Pass notes No 3,064: Siri | Technology | The Guardian


----------



## CubaMark (Feb 16, 2001)




----------



## CubaMark (Feb 16, 2001)




----------



## CubaMark (Feb 16, 2001)

*Top 10 secret Siri commands*



> *[Punctuation/symbols/emoticons]*. Siri can understand many basic symbols, emoticons and punctuation marks, as long as you say them by the right name. Examples include “open parenthesis”, “close square bracket”, ” “frowney face” (love it!), “new paragraph”, “pound sign”, etc.
> *Play playlist [playlist name]*. Siri will play not just a song, but a whole playlist for you.
> *Find all email by [contact].* Siri will give you a short list of emails from the contact you ask for.
> *What’s on my calendar for [date]*. Siri will show you all your appointments for today, tomorrow, next Monday, or February 28 (2012) if you ask nicely.
> ...


(TiBP)


----------



## CubaMark (Feb 16, 2001)




----------



## screature (May 14, 2007)

CubaMark said:


>


I think Siri could go to jail for that...


----------



## DA187Suspect (Apr 15, 2010)

Siri is my personal pimp.


----------



## DA187Suspect (Apr 15, 2010)

She even sext's with me.................well, kind of.


----------



## CubaMark (Feb 16, 2001)




----------



## CubaMark (Feb 16, 2001)




----------



## CubaMark (Feb 16, 2001)

For those who didn't catch it - last night's *The Big Bang Theory* (Season 5, Episode 14, _"The Beta Test Initiation"_) was wall-to-wall Siri. Truly hilarious. If Apple didn't pay to sponsor that episode, then Tim Cook should be sending the writers free iPhones.


----------



## Ravindra Mohabeer (Oct 14, 2003)

CubaMark said:


> For those who didn't catch it - last night's *The Big Bang Theory* (Season 5, Episode 14, _"The Beta Test Initiation"_) was wall-to-wall Siri. Truly hilarious. If Apple didn't pay to sponsor that episode, then Tim Cook should be sending the writers free iPhones.

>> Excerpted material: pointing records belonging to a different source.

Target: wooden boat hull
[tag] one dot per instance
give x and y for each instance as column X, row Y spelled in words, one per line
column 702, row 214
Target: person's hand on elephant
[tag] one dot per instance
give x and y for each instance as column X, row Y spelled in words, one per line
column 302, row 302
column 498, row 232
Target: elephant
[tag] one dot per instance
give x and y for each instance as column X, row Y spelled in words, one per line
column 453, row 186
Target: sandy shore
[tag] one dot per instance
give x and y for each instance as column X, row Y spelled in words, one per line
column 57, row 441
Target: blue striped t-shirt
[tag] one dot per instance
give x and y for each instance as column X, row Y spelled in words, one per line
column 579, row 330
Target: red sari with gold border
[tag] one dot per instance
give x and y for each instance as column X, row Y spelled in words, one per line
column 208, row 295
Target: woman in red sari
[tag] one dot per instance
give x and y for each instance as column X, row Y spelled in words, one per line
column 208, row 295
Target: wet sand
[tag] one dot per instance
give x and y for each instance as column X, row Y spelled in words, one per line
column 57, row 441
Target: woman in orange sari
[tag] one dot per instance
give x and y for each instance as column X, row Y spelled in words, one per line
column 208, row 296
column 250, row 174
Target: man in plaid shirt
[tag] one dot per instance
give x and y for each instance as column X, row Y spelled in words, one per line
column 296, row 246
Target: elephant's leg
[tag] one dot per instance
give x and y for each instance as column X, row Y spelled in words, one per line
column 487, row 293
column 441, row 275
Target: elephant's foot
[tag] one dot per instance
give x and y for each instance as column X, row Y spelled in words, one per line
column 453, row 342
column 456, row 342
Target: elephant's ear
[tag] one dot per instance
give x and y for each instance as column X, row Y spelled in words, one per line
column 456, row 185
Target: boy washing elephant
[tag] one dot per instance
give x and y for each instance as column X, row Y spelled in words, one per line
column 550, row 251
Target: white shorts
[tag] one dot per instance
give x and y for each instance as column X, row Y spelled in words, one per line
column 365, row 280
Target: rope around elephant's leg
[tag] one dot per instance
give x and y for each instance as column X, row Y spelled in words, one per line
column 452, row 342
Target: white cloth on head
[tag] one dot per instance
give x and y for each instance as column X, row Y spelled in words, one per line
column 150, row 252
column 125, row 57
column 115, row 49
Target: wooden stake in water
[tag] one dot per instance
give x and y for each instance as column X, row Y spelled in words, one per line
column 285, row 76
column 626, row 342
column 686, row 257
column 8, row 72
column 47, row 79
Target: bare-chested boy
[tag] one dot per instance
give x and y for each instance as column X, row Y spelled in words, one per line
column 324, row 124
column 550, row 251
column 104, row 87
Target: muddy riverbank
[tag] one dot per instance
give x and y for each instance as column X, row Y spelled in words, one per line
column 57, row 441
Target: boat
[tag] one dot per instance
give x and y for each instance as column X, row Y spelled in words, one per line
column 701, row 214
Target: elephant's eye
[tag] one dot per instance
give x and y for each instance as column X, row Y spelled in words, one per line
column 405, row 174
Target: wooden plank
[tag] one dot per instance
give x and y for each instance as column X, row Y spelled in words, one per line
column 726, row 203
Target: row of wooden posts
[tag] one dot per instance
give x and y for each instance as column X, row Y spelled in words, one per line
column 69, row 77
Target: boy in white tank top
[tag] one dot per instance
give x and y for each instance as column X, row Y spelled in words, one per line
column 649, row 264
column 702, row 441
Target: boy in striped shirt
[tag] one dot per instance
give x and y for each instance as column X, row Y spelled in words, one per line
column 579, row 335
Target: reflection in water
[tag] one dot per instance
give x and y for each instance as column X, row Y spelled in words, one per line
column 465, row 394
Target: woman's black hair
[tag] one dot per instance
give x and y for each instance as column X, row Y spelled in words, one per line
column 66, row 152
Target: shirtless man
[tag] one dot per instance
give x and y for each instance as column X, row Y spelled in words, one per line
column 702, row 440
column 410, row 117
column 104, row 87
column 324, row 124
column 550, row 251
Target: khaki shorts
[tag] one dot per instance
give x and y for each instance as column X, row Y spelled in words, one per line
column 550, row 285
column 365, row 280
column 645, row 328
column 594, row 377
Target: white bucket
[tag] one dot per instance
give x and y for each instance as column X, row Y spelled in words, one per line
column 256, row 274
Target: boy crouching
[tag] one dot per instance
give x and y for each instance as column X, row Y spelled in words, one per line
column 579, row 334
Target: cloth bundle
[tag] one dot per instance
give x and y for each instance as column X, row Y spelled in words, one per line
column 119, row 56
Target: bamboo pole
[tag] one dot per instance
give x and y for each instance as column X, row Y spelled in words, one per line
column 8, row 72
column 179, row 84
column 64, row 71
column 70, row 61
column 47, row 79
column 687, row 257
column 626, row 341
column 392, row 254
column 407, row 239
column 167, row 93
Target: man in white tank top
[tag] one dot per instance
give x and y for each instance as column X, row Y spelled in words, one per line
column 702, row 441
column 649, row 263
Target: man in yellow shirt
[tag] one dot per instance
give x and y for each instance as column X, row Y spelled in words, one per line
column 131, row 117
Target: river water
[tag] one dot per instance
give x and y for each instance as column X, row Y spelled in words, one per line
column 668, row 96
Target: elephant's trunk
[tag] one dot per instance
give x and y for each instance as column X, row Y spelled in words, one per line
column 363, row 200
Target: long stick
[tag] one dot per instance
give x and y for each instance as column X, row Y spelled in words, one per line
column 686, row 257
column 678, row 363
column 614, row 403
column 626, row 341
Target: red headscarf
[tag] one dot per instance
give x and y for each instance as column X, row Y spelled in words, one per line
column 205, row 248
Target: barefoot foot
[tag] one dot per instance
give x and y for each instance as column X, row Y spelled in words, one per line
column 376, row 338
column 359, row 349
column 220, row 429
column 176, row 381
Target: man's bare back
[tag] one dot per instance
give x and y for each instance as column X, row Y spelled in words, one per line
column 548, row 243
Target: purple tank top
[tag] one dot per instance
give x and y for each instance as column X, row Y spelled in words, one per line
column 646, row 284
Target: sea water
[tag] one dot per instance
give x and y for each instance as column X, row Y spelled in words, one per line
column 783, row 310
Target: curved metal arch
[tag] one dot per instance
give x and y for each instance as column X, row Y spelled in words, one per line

It was both a disturbing and magnificent episode. 

I wonder how far from the truth it was for the many lonely people who travel through the world surrounded by many but rarely interacting directly with any of them, not so much as with their phone (SIRI), and other objects? HAL, anyone?


----------



## jlcinc (Dec 13, 2002)

It was very funny and Siri was pretty hot looking. I wonder how many people have Siri call them Sexy.

John


----------



## CubaMark (Feb 16, 2001)




----------



## fjnmusic (Oct 29, 2006)

Par for the course.


----------



## The G3 Man (Oct 7, 2008)

Oh really?


----------



## fjnmusic (Oct 29, 2006)

The G3 Man said:


> Oh really?


Lucky you. What part of Canada? Or what version of jailbreak? tptptptp


----------



## kloan (Feb 22, 2002)

I don't get why Siri doesn't work in Canada.


----------



## BigDL (Apr 16, 2003)

Current Government views Siri as a que jumper?


----------



## Dr_AL (Apr 29, 2007)

G3 is just running iOS 6 developer beta... Sure it works for you, but not the general public.


----------



## The G3 Man (Oct 7, 2008)

fjnmusic said:


> Lucky you. What part of Canada? Or what version of jailbreak? tptptptp


DR AL is correct, iOS 6. We finally get Siri. And Toronto, Ontario.

-M

PS: On the topic of Siri, I do a lot of work with Porting Siri to older devices, and siri modifications, So I have had location much longer then most.


----------



## fjnmusic (Oct 29, 2006)

So does that mean Siri will be able to port to older devices at some point?


----------



## Dr_AL (Apr 29, 2007)

fjnmusic said:


> So does that mean Siri will be able to port to older devices at some point?


It can be done with a jailbreak. Granted you don't get the siri server so it doesn't have the same results. 


Sent from my iPhone


----------



## fjnmusic (Oct 29, 2006)

I was under the impression that one of the requirements for Siri was the improved microphone that comes with the 4S (which is now great for even loud live recordings). Of course, the results Siri gives me are uneven at best…


----------



## HowEver (Jan 11, 2005)

Already done. Talk to The G3 Man above ^ . Servers work.



fjnmusic said:


> So does that mean Siri will be able to port to older devices at some point?


----------